Making effective decisions and choices between short-term performance and long-term priorities can have implications in areas ranging from the right governance to the advanced analytics that support trade-off decisions. CFOs should update their strategies and performance indicators to reflect changing circumstances while maintaining their long-term vision.

What’s driving CFOs to pursue cuts in these areas?

The CEO and C-suite are primary sources of pressure for organizations planning short-term cuts in long-term priority areas, while activist investors and institutional investors rank as the highest sources of pressure for those seeking short-term cuts in non-long-term focus areas.

Effectively balancing short-term demands with long-term value can require collaboration and cooperation, and trust between finance leaders and the executive team. However, tensions and disagreements can undermine this collective effort – 67% of finance leaders surveyed say there are tensions and disagreements within their leadership teams regarding the balance between short-term and long-term priorities.

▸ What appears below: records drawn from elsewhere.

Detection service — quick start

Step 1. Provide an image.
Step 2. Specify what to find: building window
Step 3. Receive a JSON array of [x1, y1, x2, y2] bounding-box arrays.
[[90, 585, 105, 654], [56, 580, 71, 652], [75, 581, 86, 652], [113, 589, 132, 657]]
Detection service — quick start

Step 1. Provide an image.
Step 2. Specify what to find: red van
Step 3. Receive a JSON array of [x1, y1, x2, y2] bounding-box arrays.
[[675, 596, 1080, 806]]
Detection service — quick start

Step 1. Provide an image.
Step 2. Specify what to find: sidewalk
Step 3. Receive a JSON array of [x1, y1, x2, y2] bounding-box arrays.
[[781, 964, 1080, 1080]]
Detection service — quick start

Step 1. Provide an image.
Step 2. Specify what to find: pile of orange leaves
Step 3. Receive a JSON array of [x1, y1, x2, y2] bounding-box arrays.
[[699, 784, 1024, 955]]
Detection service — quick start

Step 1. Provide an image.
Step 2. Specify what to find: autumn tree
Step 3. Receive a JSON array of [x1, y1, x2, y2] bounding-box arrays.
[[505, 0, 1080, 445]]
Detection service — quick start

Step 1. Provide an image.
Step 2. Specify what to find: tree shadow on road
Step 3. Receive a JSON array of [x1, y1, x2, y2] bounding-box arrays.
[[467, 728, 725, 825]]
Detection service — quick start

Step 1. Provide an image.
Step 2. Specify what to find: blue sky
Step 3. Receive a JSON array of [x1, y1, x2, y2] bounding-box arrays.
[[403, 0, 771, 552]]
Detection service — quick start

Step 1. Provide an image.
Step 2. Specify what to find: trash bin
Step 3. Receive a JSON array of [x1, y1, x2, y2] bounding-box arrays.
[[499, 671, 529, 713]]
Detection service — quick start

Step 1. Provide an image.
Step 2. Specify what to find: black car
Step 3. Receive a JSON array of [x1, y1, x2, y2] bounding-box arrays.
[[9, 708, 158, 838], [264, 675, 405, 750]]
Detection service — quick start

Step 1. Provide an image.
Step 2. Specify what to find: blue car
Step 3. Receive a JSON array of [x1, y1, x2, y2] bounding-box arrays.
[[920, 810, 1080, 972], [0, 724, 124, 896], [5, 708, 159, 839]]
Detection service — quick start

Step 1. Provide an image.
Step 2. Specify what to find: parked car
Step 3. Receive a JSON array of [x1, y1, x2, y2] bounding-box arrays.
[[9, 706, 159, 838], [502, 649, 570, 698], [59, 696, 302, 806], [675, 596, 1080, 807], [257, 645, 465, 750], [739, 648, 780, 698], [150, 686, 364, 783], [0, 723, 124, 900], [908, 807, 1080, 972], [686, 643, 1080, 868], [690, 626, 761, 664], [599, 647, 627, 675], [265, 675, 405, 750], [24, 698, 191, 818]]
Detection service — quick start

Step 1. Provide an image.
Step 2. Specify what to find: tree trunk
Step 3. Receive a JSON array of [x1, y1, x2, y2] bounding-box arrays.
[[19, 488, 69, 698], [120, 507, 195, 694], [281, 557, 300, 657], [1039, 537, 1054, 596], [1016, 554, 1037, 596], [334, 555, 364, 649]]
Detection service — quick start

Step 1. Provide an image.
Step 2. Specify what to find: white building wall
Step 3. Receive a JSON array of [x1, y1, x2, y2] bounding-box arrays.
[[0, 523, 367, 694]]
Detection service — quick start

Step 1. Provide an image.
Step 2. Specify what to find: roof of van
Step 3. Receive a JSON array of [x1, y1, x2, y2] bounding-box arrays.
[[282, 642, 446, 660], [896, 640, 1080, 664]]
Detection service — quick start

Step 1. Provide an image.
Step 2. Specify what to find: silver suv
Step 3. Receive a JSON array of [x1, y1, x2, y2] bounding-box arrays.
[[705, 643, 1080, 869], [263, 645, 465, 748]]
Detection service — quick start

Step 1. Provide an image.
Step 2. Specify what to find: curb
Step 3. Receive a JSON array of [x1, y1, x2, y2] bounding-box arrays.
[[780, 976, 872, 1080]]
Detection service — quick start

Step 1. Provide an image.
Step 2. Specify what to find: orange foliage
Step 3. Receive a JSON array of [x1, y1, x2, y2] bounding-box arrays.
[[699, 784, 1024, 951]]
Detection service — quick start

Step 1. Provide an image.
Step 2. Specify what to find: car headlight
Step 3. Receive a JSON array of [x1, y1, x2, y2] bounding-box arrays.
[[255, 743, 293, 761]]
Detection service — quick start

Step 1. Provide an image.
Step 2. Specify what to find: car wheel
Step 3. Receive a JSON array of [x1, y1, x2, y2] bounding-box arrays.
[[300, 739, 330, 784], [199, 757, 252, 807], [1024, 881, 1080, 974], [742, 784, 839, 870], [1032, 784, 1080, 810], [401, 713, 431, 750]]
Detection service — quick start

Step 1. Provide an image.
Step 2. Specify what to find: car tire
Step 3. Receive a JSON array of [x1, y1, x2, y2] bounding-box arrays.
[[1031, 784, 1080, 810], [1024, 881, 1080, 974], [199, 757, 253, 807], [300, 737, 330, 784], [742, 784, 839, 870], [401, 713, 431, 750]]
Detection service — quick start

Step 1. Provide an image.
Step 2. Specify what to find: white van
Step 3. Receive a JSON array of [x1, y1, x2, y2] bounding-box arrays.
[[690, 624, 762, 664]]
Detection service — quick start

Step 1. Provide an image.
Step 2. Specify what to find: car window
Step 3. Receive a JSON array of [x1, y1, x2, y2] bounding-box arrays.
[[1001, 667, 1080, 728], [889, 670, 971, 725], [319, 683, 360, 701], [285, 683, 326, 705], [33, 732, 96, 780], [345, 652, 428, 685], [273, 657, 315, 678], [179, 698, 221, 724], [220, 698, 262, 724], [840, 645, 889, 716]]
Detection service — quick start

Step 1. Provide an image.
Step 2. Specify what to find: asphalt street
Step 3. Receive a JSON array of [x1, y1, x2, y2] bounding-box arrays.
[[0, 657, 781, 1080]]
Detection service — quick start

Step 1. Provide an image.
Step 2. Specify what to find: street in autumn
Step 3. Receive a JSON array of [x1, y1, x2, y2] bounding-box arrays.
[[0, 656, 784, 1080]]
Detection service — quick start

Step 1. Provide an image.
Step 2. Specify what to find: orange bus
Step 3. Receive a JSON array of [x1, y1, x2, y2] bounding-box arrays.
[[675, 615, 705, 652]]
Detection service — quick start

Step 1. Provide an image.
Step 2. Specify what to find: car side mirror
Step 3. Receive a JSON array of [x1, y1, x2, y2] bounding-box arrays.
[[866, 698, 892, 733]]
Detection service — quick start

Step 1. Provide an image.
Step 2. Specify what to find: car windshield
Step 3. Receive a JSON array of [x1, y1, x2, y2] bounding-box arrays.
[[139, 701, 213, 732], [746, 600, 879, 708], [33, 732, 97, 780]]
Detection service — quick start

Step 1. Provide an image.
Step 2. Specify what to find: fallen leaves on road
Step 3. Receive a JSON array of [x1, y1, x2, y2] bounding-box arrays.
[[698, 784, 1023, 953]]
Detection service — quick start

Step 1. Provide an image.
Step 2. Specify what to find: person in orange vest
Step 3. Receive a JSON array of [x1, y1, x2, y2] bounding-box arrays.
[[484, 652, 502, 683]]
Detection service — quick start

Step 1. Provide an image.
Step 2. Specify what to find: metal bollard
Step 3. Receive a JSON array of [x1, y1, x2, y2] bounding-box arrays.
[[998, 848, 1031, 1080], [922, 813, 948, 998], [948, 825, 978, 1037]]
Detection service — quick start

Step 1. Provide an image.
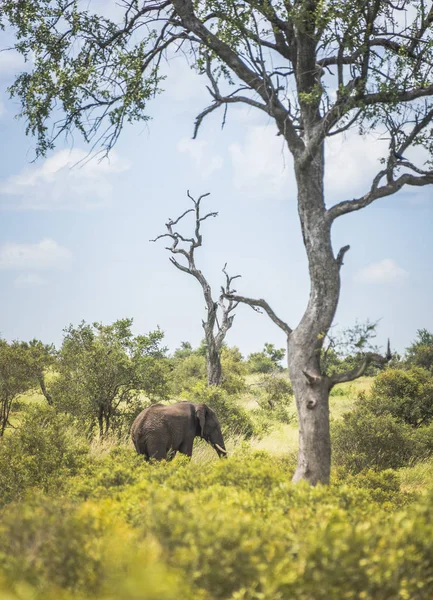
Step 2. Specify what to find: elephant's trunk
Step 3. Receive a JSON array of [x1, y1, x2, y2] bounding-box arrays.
[[215, 444, 227, 455]]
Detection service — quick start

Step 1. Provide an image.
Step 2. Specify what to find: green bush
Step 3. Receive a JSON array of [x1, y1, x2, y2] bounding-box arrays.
[[0, 497, 202, 600], [364, 367, 433, 427], [0, 444, 433, 600], [253, 373, 294, 423], [171, 354, 206, 396], [221, 346, 247, 396], [332, 406, 415, 473], [0, 406, 89, 504]]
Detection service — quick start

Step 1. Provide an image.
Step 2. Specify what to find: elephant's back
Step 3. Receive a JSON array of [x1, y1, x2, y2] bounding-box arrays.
[[131, 404, 165, 442]]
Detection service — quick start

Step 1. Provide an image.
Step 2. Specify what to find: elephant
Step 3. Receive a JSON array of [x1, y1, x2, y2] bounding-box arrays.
[[131, 402, 227, 460]]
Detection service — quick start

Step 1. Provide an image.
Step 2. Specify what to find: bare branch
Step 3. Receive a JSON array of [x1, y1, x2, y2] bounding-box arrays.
[[327, 170, 433, 221], [336, 245, 350, 267], [223, 290, 292, 336], [328, 340, 392, 388]]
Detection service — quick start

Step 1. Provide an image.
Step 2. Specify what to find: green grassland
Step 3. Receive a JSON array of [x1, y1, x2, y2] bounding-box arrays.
[[0, 376, 433, 600]]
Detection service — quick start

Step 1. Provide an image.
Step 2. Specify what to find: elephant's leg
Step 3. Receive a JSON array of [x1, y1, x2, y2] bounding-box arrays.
[[167, 450, 177, 460], [179, 438, 194, 457], [146, 441, 167, 460]]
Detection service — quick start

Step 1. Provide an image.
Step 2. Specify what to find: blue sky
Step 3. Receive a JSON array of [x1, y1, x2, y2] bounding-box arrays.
[[0, 25, 433, 354]]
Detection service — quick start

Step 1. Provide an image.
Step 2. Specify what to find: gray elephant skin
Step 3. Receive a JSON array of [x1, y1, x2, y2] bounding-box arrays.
[[131, 402, 227, 460]]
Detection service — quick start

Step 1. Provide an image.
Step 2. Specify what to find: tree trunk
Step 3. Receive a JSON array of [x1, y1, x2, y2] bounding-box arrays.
[[98, 406, 104, 438], [287, 148, 340, 485], [38, 373, 53, 406], [206, 340, 222, 385]]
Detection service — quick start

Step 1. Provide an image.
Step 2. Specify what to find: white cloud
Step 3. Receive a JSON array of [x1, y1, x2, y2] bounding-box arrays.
[[0, 50, 25, 76], [325, 131, 389, 200], [0, 149, 130, 210], [14, 273, 47, 287], [229, 125, 294, 197], [0, 238, 71, 271], [177, 138, 224, 179], [355, 258, 408, 283]]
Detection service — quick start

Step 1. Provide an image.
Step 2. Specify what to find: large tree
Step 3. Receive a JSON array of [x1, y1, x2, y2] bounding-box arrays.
[[0, 0, 433, 483]]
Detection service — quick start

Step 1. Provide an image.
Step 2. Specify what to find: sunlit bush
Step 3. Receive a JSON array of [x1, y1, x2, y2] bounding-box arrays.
[[0, 406, 88, 504], [332, 406, 414, 473]]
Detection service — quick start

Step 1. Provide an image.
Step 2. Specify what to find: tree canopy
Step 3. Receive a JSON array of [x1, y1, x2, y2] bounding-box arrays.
[[0, 0, 433, 484]]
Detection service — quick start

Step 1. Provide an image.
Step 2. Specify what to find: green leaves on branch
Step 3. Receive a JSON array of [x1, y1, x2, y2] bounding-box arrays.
[[51, 319, 169, 436]]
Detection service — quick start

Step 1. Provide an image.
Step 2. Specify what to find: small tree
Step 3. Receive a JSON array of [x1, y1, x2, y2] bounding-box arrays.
[[51, 319, 168, 436], [5, 0, 433, 484], [23, 340, 56, 406], [151, 192, 239, 385], [0, 339, 35, 437], [248, 342, 286, 373], [406, 329, 433, 370]]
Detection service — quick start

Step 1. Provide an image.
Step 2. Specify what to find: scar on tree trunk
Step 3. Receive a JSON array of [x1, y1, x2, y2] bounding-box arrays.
[[224, 282, 392, 485]]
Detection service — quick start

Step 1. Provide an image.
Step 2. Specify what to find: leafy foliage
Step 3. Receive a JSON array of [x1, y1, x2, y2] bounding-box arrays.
[[406, 329, 433, 370], [0, 339, 41, 437], [0, 447, 433, 600], [331, 406, 414, 473], [365, 368, 433, 427], [248, 342, 286, 373], [0, 406, 88, 505]]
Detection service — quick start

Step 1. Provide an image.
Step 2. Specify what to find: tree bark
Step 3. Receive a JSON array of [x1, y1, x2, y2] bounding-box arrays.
[[206, 342, 222, 385], [38, 374, 53, 406], [287, 146, 341, 485]]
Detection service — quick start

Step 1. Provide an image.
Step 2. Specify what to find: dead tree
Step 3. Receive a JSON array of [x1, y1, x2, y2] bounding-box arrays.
[[5, 0, 433, 485], [150, 191, 240, 385]]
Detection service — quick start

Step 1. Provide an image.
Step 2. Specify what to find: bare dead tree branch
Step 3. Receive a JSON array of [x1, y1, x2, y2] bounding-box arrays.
[[150, 190, 240, 385], [328, 340, 392, 388], [222, 289, 292, 336]]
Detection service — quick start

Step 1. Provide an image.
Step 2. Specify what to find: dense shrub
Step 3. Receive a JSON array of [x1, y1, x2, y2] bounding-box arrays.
[[364, 367, 433, 427], [221, 346, 247, 396], [406, 329, 433, 370], [247, 343, 286, 373], [0, 406, 89, 504], [332, 406, 414, 473], [0, 447, 433, 600], [171, 354, 206, 396], [256, 372, 294, 423]]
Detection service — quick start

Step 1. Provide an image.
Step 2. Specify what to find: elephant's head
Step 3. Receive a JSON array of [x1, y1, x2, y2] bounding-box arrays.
[[195, 404, 227, 456]]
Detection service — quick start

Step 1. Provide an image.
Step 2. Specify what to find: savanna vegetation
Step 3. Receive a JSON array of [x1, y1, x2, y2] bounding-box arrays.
[[0, 0, 433, 600], [0, 319, 433, 600]]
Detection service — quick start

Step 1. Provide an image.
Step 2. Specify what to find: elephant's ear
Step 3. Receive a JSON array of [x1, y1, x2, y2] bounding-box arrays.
[[195, 404, 206, 437]]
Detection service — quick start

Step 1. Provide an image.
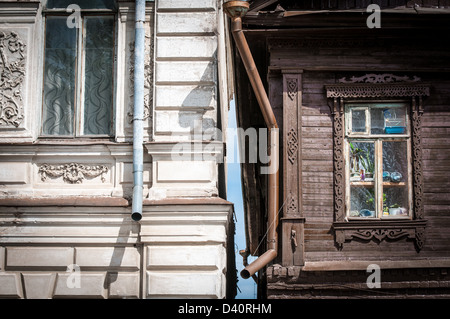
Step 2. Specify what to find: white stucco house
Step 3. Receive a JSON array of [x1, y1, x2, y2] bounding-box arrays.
[[0, 0, 236, 298]]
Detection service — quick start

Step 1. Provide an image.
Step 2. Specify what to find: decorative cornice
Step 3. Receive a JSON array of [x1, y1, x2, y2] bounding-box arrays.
[[338, 73, 421, 83], [325, 83, 430, 98], [39, 163, 109, 184], [333, 219, 427, 250]]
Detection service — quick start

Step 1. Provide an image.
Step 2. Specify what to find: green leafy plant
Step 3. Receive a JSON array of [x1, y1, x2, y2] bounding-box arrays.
[[361, 151, 375, 174]]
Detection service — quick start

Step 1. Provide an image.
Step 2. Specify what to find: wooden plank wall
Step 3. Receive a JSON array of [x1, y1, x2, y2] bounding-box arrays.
[[270, 39, 450, 262]]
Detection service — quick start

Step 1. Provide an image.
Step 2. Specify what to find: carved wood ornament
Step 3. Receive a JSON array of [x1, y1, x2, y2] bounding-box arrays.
[[326, 74, 430, 251], [0, 31, 25, 127]]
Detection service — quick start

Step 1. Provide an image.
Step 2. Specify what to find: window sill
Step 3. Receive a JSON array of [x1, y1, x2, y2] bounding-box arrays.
[[333, 218, 427, 251]]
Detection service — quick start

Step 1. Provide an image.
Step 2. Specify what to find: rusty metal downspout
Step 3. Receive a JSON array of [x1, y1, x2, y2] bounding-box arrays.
[[224, 1, 279, 279]]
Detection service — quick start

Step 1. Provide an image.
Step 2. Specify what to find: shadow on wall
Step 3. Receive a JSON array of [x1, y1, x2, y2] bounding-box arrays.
[[178, 52, 220, 140]]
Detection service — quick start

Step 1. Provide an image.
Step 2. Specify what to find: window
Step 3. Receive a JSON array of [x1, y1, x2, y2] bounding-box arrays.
[[41, 0, 115, 137], [325, 73, 430, 251], [345, 103, 412, 219]]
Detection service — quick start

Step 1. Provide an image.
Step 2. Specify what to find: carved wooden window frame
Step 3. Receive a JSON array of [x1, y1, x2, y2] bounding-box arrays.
[[325, 76, 430, 251]]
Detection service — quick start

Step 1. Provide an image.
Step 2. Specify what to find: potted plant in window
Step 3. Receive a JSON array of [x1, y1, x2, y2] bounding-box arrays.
[[389, 204, 408, 216], [361, 151, 375, 182], [350, 143, 364, 181]]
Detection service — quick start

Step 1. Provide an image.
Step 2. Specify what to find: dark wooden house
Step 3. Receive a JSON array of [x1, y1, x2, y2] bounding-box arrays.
[[230, 0, 450, 298]]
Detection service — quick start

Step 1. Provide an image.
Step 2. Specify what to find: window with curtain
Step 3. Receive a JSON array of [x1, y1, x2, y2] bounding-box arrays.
[[41, 0, 115, 137], [345, 103, 412, 219]]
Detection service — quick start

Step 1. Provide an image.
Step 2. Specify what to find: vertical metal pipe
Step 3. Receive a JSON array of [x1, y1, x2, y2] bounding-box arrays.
[[224, 1, 279, 279], [131, 0, 145, 221]]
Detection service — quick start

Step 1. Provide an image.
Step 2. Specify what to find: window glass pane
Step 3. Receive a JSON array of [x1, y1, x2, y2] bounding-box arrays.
[[42, 17, 77, 135], [383, 107, 406, 134], [349, 141, 377, 217], [47, 0, 115, 9], [84, 17, 114, 134], [383, 141, 409, 216], [370, 107, 384, 134], [352, 110, 366, 132], [350, 188, 377, 218], [349, 141, 375, 182]]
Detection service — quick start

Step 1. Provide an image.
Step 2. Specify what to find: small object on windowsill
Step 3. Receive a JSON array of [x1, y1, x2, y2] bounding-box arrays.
[[384, 126, 406, 134], [359, 209, 375, 217], [391, 172, 402, 183], [350, 172, 361, 182]]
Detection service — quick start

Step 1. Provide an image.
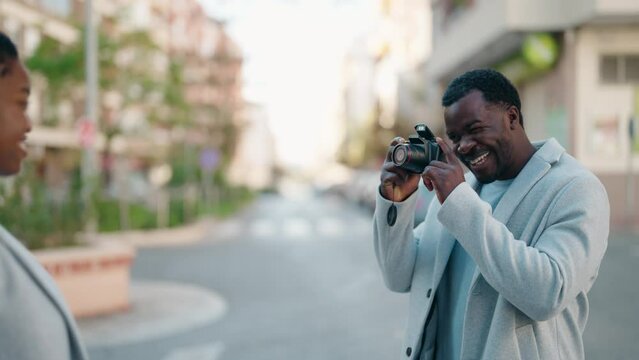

Fulfilling this role will likely require a CFO with the credibility and influence to challenge the CEO and executive team. However, the 2023 DNA of the CFO research suggests that not all finance leaders are willing to voice their opinion all of the time. Less than one-third of respondents (32%) “always” speak up when their opinion differs from the consensus, and only 30% of respondents “always” strongly challenge members of the executive team when they disagree on a key issue.

To help manage stakeholder expectations and better communicate decision-making, robust performance reporting can be essential. CFOs and their finance teams can play an important role in this reporting process, including integrating ESG disclosures into an enhanced corporate reporting model. That integration could address a gap identified by the EY Global Corporate Reporting and Institutional Investor Survey: A significant number of investors surveyed (80%) said many companies fail to properly articulate the rationale for long-term investments in sustainability.1

In addition, the CFO can help resolve tensions and balance short-term and long-term priorities. They can provide valuable insight on decision-making, navigating trade-offs, fostering consensus across the C-suite and helping to align decisions with the organization’s long-term value strategy.